In layman’s terms, in most processes initial improvement usually comes quickly, but the closer one gets to the maximum goal possible, the harder improvement becomes. More work has to be done as gains become more marginal.
In sports training this is easy to see. For a couch potato, going from nothing to being able to run a 5k race might only take 8 weeks; to do it reasonably well that is. So a huge improvement in just 2 months. Yet for an elite level athlete, 4 years of hard training might mean an increase of only 0.2 seconds over 100m. So as the body becomes close to the absolute highest levels of fitness possible within that person’s genetic makeup, the harder it becomes to improve; the more work that has to be done to make this happen.
In weight loss, there is a similar pattern. An obese person, for example, eating carefully and exercising in the correct way might be able to lose 4-7lbs a week. We see this in TV shows like the USA’s Biggest Loser. However, the closer one gets to an optimal healthy weight, the harder it becomes to lose weight.
It must also be noted that the closer one gets to optimal weight, weight itself ceases to be a useful measurement. The balance of muscle mass and fat mass will be more important. Size over weight, if you like. The best way of measuring improvement at this point is through body fat percentage.
Weight loss is never linear – even eating exactly the correct amount of energy needed to create a 2lb deficit a week won’t necessarily lead to exactly 2lbs lost in that week – our hormonal systems are the main reason for this. However, the more you have to lose, the more linear it should be as the law of diminishing returns hasn’t kicked in yet. You will also be able to lose more than the recommended 2lbs a week.
The closer you get to that elusive size 10/12 though (32 waist for the guys), the harder any linear weight loss will become. You will also have less leeway in terms of treats and “mistakes”. This is the law of diminishing returns kicking in. At this point the 2lb per week rule should be applied. Any more and your body will start to utilise muscle for fuel. This is disastrous at it will lower your metabolic rate, making further weight loss even harder. The law is even more relevant for someone trying to get from slim to super toned or a six-pack. Almost all the eating leeway has gone; both training and nutrition must be close to perfection to progress and reach the goal.

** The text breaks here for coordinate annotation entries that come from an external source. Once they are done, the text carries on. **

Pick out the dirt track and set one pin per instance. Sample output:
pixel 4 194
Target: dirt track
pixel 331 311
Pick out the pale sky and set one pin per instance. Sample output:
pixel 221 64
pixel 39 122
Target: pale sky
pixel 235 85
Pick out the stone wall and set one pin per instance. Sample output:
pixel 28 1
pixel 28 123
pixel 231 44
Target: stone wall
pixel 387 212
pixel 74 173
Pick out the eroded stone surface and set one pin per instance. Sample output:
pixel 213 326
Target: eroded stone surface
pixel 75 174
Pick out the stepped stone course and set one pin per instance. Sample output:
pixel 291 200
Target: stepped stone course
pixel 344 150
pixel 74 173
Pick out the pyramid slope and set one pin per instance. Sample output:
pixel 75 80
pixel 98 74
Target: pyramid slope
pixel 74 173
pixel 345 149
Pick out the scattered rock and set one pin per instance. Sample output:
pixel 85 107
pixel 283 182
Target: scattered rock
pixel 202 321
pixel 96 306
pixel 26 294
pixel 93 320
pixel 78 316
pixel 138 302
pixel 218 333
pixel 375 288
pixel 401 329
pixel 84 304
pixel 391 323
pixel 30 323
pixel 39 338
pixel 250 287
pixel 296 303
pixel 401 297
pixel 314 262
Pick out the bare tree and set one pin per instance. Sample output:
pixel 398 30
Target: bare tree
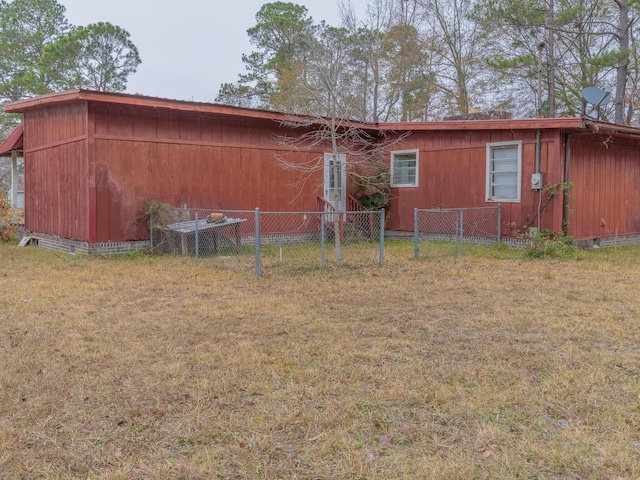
pixel 327 101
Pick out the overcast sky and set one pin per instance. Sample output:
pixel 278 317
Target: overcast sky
pixel 188 47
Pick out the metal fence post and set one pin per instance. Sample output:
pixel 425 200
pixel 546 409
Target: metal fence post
pixel 461 227
pixel 322 240
pixel 416 234
pixel 197 239
pixel 455 241
pixel 499 223
pixel 381 236
pixel 257 241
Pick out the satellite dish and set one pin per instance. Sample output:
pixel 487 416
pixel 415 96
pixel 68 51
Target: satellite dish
pixel 596 96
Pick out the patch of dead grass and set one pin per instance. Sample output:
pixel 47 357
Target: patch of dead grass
pixel 158 367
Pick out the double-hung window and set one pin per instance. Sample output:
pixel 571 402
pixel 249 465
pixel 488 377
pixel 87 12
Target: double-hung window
pixel 504 171
pixel 404 168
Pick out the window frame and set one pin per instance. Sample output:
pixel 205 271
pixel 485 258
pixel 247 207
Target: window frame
pixel 393 184
pixel 488 187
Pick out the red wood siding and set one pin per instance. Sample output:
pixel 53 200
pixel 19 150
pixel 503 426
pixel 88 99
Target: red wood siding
pixel 452 174
pixel 56 172
pixel 606 187
pixel 187 159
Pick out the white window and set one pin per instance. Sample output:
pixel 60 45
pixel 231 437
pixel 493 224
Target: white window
pixel 404 168
pixel 504 166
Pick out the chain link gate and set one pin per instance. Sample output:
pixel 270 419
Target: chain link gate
pixel 290 241
pixel 478 226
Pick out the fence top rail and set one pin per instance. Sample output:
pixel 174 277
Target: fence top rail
pixel 317 212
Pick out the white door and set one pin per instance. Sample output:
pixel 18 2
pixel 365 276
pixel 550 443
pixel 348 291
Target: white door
pixel 335 180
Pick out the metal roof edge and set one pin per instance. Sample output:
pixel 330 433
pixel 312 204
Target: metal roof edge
pixel 132 100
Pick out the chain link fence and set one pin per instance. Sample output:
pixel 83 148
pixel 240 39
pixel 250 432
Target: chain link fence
pixel 478 226
pixel 270 241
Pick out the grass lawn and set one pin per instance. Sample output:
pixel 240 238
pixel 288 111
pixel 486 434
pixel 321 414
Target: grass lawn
pixel 496 367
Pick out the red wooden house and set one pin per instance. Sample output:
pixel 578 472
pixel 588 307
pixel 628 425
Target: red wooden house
pixel 93 159
pixel 485 162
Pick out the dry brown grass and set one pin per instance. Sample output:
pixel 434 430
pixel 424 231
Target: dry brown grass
pixel 151 367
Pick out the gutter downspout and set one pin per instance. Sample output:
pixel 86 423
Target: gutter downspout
pixel 567 170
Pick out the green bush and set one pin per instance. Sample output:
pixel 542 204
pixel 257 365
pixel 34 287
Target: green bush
pixel 550 244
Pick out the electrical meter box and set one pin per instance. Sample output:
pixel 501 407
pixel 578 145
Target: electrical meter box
pixel 536 181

You must also now take into account that as you near perfection, size and shape become more important than weight. Static weight loss over a week or two that seems disappointing (considering how careful you’ve been with food) may well have translated into size loss, shape change and a reduction in your body fat. At this point it’s important to stay the course and rely not so much on the scales as on a tape measure, a snug pair of jeans that are getting that tiny bit looser or a personal trainer with callipers to measure your body fat.
So beware the law or diminishing returns. Don’t let weight be your sole guide. Remember that weight, size and shape are not always the same thing.